Journal Article 〔報告〕博物館施設におけるバイオエアロゾル測定の活用について

間渕, 創  ,  佐藤, 嘉則

Description
Microbial air monitoring in museums is usually conducted by applying airborn mold samplers and agars to detect the presence of viable mold that directly poses risks for mold growth on cultural properties.Recently,bioaerosol measuring devices that detect biofluorescence have been developed. These devices provide results immediately with easy operation than if airborn mold samplers are used because there is no need for cultivation. In the present study, bioaerosol measurement detecting biofluorescence and airborn mold measurement using a sampler were tested at various zones in a museum (ISO14644-1 Class 9) to ascertain how bioaerosol measurement can be applied for microbial air monitoring in museums.
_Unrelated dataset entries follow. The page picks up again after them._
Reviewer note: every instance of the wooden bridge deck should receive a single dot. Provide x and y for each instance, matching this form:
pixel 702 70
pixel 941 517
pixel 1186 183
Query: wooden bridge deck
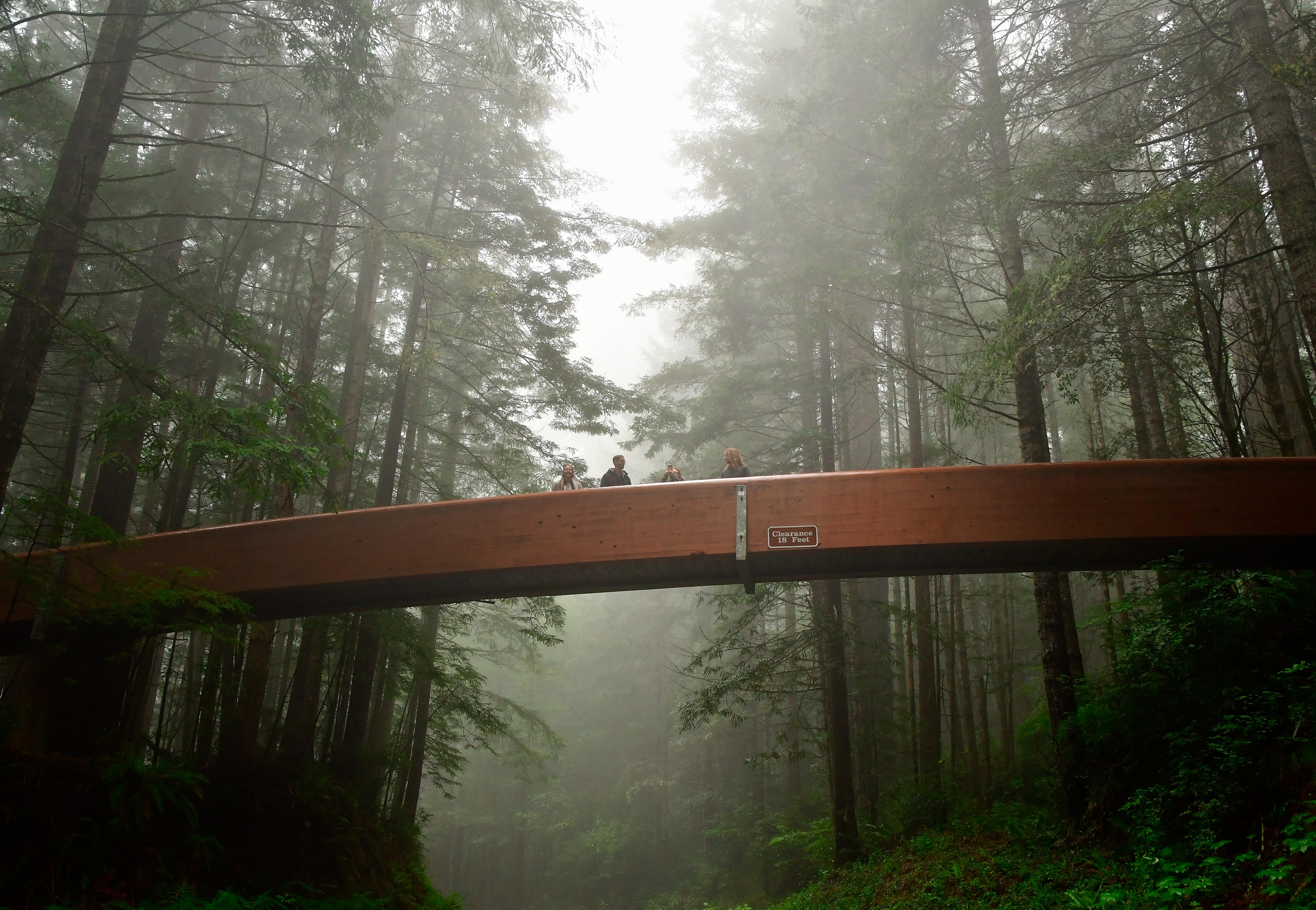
pixel 1078 516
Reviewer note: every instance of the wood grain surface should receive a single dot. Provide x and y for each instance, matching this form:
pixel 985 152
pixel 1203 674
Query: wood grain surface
pixel 1001 519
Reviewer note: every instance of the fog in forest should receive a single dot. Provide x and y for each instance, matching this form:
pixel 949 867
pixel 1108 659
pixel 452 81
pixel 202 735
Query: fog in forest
pixel 311 308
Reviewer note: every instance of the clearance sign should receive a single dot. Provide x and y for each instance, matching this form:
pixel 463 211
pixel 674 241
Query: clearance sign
pixel 795 536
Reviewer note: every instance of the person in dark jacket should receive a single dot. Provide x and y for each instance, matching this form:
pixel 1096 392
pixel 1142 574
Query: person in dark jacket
pixel 616 475
pixel 736 466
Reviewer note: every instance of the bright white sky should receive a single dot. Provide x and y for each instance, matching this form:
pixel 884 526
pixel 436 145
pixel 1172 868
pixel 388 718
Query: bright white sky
pixel 623 132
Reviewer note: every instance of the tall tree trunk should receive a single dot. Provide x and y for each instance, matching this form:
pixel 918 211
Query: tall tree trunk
pixel 1057 676
pixel 967 688
pixel 298 744
pixel 247 713
pixel 1288 170
pixel 40 295
pixel 362 321
pixel 831 625
pixel 398 411
pixel 351 758
pixel 318 299
pixel 118 483
pixel 1146 365
pixel 416 747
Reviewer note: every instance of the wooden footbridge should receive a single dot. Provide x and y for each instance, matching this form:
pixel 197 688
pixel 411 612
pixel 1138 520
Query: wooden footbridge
pixel 864 524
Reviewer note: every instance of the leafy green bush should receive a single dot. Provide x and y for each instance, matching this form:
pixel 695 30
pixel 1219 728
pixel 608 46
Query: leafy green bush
pixel 128 832
pixel 1202 742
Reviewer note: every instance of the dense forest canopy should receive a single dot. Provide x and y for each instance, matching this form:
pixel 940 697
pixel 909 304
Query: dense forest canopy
pixel 264 260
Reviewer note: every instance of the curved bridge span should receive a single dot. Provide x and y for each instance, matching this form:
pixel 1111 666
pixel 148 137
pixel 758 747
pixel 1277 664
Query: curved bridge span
pixel 865 524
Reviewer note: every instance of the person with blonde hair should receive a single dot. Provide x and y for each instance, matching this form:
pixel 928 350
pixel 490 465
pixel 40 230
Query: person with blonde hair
pixel 736 466
pixel 568 479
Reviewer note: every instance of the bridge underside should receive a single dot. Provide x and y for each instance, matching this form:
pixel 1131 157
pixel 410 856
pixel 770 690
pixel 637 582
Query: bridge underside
pixel 865 524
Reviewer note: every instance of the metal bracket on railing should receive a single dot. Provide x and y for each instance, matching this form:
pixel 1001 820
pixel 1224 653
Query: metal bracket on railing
pixel 743 538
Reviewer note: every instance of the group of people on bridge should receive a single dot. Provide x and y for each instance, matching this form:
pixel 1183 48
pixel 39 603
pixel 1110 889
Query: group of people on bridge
pixel 618 477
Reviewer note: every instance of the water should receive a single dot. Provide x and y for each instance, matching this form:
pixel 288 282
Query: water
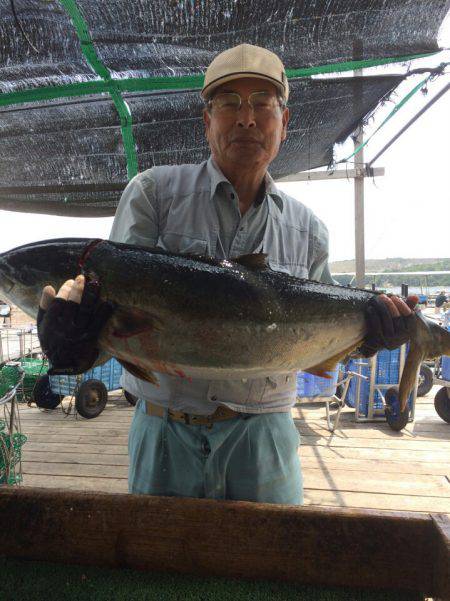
pixel 430 290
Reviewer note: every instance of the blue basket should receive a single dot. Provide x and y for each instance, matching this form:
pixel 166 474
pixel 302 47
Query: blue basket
pixel 445 368
pixel 109 373
pixel 309 386
pixel 387 372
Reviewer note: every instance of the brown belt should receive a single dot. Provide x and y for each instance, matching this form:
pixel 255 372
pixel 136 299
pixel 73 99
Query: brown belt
pixel 221 413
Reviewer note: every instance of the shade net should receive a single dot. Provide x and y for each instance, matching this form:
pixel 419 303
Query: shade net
pixel 68 156
pixel 142 38
pixel 73 150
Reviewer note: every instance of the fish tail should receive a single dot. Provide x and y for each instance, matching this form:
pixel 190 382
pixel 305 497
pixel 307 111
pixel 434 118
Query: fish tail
pixel 428 341
pixel 409 376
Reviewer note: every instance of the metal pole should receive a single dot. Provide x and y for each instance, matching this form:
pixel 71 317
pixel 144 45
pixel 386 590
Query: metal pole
pixel 359 198
pixel 410 122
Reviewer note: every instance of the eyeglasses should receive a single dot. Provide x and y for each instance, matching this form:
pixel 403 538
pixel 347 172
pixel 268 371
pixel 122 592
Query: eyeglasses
pixel 262 103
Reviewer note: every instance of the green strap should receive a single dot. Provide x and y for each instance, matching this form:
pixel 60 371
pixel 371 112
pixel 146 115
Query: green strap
pixel 110 85
pixel 188 82
pixel 396 108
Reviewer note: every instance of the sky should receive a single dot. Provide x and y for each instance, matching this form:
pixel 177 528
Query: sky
pixel 407 211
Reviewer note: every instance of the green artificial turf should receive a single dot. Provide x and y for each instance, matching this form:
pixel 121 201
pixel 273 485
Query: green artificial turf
pixel 33 581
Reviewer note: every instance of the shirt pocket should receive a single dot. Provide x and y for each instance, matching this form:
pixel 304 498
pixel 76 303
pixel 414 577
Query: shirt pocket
pixel 182 243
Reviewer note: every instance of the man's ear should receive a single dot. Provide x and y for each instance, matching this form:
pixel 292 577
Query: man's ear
pixel 285 121
pixel 206 121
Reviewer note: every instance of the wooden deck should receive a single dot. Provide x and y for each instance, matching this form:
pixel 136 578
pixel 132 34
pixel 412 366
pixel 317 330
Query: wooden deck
pixel 361 465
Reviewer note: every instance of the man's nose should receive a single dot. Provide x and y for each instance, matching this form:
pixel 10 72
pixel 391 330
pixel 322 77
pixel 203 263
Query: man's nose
pixel 246 115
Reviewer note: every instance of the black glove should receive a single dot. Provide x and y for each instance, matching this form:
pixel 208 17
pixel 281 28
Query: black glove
pixel 383 330
pixel 68 331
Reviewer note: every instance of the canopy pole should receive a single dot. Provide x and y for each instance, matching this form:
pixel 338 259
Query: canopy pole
pixel 360 263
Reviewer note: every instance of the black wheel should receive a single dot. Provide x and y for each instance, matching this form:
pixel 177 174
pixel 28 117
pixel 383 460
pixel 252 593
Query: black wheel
pixel 130 397
pixel 442 403
pixel 42 394
pixel 91 398
pixel 396 419
pixel 425 380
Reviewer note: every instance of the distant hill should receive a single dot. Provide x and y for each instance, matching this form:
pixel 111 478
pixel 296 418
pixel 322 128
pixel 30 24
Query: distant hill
pixel 395 264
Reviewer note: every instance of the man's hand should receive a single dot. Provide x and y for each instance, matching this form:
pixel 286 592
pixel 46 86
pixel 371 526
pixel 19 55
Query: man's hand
pixel 69 324
pixel 388 319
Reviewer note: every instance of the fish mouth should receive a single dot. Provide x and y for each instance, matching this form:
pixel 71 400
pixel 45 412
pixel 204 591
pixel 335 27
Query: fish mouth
pixel 6 283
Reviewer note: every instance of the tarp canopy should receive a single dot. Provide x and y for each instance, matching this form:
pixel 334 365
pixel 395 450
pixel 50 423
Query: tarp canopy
pixel 91 92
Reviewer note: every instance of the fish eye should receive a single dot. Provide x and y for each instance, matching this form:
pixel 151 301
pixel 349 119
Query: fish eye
pixel 6 283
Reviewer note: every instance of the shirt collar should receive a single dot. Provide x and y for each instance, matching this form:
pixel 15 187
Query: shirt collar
pixel 217 177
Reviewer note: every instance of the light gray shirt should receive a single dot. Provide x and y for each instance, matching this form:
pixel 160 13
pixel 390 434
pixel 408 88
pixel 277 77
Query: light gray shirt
pixel 195 209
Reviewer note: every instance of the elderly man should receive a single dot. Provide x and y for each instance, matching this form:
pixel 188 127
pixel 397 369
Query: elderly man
pixel 227 439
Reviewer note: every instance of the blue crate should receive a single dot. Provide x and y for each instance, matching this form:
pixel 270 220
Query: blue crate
pixel 387 372
pixel 109 373
pixel 309 386
pixel 445 365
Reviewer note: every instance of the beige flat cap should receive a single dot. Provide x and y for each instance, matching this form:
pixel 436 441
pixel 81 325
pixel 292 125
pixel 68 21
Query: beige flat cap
pixel 245 60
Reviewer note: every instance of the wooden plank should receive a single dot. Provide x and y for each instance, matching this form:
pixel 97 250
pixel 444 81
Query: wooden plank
pixel 237 538
pixel 77 438
pixel 103 437
pixel 363 500
pixel 313 478
pixel 76 483
pixel 75 469
pixel 442 566
pixel 356 452
pixel 371 466
pixel 364 481
pixel 310 429
pixel 77 448
pixel 76 458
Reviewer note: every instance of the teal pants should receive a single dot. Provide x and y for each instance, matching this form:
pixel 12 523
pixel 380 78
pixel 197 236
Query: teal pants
pixel 247 458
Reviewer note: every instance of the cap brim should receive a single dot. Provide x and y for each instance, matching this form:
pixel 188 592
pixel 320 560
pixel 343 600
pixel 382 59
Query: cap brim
pixel 209 89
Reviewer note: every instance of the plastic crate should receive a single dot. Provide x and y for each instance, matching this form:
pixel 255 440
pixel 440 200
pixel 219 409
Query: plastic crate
pixel 109 373
pixel 387 372
pixel 309 386
pixel 445 366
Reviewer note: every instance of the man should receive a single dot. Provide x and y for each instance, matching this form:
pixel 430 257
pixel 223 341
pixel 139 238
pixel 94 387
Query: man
pixel 440 301
pixel 230 439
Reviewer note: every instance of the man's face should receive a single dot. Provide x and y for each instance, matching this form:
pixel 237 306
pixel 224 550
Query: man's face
pixel 245 137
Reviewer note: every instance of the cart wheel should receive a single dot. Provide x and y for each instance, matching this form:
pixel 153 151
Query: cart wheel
pixel 130 397
pixel 91 398
pixel 396 419
pixel 425 380
pixel 42 394
pixel 442 403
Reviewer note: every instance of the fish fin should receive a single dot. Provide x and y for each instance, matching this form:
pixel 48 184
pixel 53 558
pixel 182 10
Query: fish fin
pixel 147 376
pixel 409 376
pixel 133 322
pixel 322 369
pixel 253 261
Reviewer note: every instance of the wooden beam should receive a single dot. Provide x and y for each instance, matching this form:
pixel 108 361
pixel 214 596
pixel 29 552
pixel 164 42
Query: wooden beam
pixel 331 547
pixel 306 176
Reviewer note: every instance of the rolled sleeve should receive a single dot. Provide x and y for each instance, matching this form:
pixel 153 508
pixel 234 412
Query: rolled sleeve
pixel 136 219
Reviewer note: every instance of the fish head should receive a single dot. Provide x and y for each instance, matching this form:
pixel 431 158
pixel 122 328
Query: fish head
pixel 428 341
pixel 25 270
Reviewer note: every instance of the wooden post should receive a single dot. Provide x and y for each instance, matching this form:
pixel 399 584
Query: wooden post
pixel 234 539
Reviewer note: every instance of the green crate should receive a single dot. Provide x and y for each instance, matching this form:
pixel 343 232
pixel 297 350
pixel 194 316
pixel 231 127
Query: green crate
pixel 9 376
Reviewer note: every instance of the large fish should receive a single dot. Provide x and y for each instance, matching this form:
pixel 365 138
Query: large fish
pixel 211 319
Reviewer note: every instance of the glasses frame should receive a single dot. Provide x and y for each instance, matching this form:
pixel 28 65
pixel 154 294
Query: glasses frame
pixel 210 101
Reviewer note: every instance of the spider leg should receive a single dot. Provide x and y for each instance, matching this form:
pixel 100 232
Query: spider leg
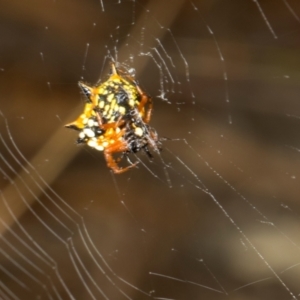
pixel 145 100
pixel 119 146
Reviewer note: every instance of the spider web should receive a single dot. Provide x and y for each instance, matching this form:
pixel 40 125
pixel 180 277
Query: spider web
pixel 215 214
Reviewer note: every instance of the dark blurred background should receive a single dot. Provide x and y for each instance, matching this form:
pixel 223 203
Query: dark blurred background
pixel 229 224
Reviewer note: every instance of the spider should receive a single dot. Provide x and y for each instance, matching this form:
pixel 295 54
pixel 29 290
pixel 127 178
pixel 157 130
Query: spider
pixel 115 119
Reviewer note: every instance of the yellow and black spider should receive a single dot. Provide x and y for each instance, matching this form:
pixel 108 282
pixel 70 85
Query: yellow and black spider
pixel 115 119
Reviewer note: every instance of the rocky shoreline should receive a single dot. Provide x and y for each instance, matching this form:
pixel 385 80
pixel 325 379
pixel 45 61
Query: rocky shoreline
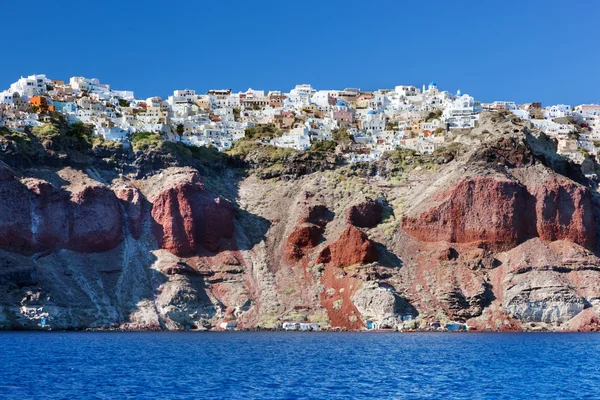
pixel 502 236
From the results of bioaerosol measurement using Microbe Sensor BM-300C (Sharp Manufacturing Systems) at the storage, unpacking space, and truck yard of Mie Prefectural Museum, it was found that bioaerosol measurement using this device is practicable inside museum facilities.However,for measuring outside air,which may be a major source of airborn mold that flows into the truck yard, it is necessary to modify the device for summer because bioaerosol concentration will exceed the permissible concentration that the device can measure. Other results obtained through simultaneous measurements of bioaerosol and airborn mold (BIOSAMP MBS-1000,PDA)at the previously mentioned zones showed that bioaerosol and viable airborn mold shifted almost parallel in each zone but that the ratio between bioaerosol and viable airborn mold was specific in each zone.Therefore, it is not possible to compare and evaluate viable mold concentration among zones in museums from the results of bioaerosol measurement alone. From the above, it may be said that bioaerosol measurement cannot be a direct substitute for airborn mold measurement for microbial air monitoring in museums although it can be applied for (1) fixed point monitoring in museum storages to detectabnormal bioaerosol concentration changes, which are equal to contamination events, (2) monitoring dusts fluttered by visitors in exhibition rooms to evaluate floor cleaning accomplishment and its frequency, and (3) evaluating underlying risks of accumulatedbioaerosol on cultural properties becoming nutrients (carbon source) for viable mold.